I created a simple checker that tries to check whether an iterator is possibly used outside of its valid range (it equals to end()). However, it does not work, of course, since it turned out that iterators are not symbolic but value objects. I read this information in the archive of this list. There I read two suggestions: either to implement tracking of value objects in the Clang infrastructure (very much effort needed) or to do some hacking.

However, I am curious why iterators are handled as value objects unlike other complex types. Is there a specific reason for that? Is it not possible to change this behavior? Would it break something in Clang? Where are iterators recognized and distinguished from other C++ complex types?

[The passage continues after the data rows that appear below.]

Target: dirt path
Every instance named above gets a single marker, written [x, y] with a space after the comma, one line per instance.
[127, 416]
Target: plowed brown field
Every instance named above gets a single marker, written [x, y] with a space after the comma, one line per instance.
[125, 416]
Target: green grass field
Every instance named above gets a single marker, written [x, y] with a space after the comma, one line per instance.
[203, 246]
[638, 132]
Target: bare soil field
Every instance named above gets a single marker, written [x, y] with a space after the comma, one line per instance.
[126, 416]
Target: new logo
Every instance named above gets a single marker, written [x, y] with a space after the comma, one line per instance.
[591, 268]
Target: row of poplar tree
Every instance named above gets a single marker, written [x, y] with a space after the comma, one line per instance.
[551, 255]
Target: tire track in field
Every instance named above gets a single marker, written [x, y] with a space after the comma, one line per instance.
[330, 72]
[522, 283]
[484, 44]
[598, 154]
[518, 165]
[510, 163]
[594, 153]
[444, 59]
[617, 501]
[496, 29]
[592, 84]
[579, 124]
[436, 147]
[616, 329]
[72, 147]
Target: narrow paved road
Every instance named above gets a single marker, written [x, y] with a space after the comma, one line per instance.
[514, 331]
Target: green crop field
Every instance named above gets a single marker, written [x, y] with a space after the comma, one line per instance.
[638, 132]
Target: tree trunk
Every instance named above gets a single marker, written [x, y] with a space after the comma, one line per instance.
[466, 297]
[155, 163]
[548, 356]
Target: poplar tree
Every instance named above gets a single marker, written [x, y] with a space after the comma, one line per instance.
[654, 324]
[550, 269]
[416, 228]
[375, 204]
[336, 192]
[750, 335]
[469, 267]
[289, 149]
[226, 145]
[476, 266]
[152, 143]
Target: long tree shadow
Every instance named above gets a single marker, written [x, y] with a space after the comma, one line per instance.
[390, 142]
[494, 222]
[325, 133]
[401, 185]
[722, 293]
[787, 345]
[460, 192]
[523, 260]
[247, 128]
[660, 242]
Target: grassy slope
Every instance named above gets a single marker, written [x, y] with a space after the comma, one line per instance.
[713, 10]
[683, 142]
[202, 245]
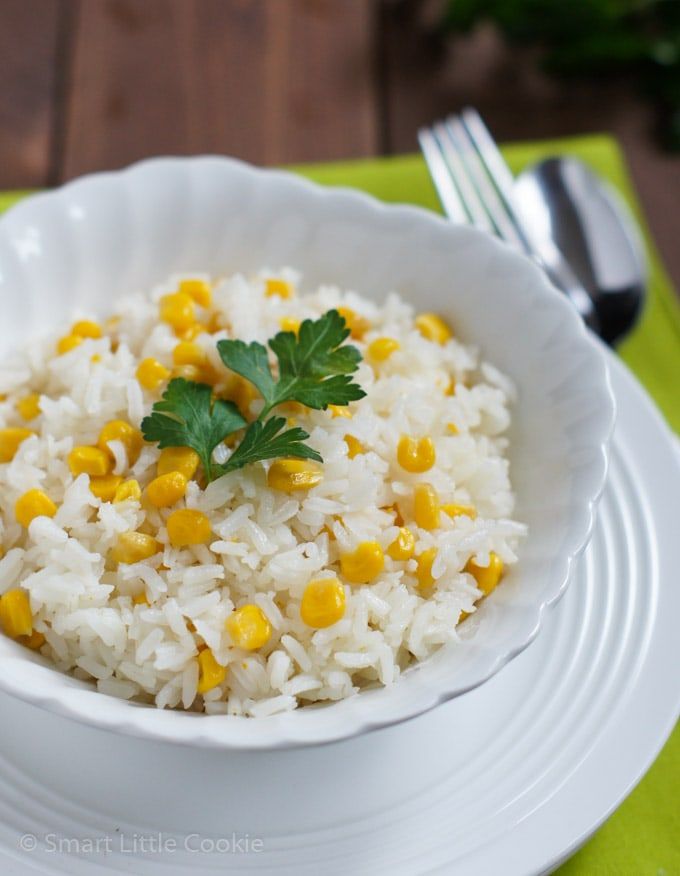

In Clang or LLVM? What types are considered as iterators: only std:: iterators, types having suffix “iterator” in their names or types having the usual member types (the types defined in std::iterator_traits)?



Anna Zaks started work on something similar several years ago. The basic approach was to create a callback which gets triggered on object copy(copy or move constructor). The idea is that we start tracking an iterator when it gets returned by begin() and monitor each time a copy is created. I’ve attached a very old patch of Anna’s that modifies the core and the beginnings of a new checker that she started working on, if you are interested in pursuing this.

One thing to note is that we’re not entirely sure whether this is right approach — it was just an initial exploration.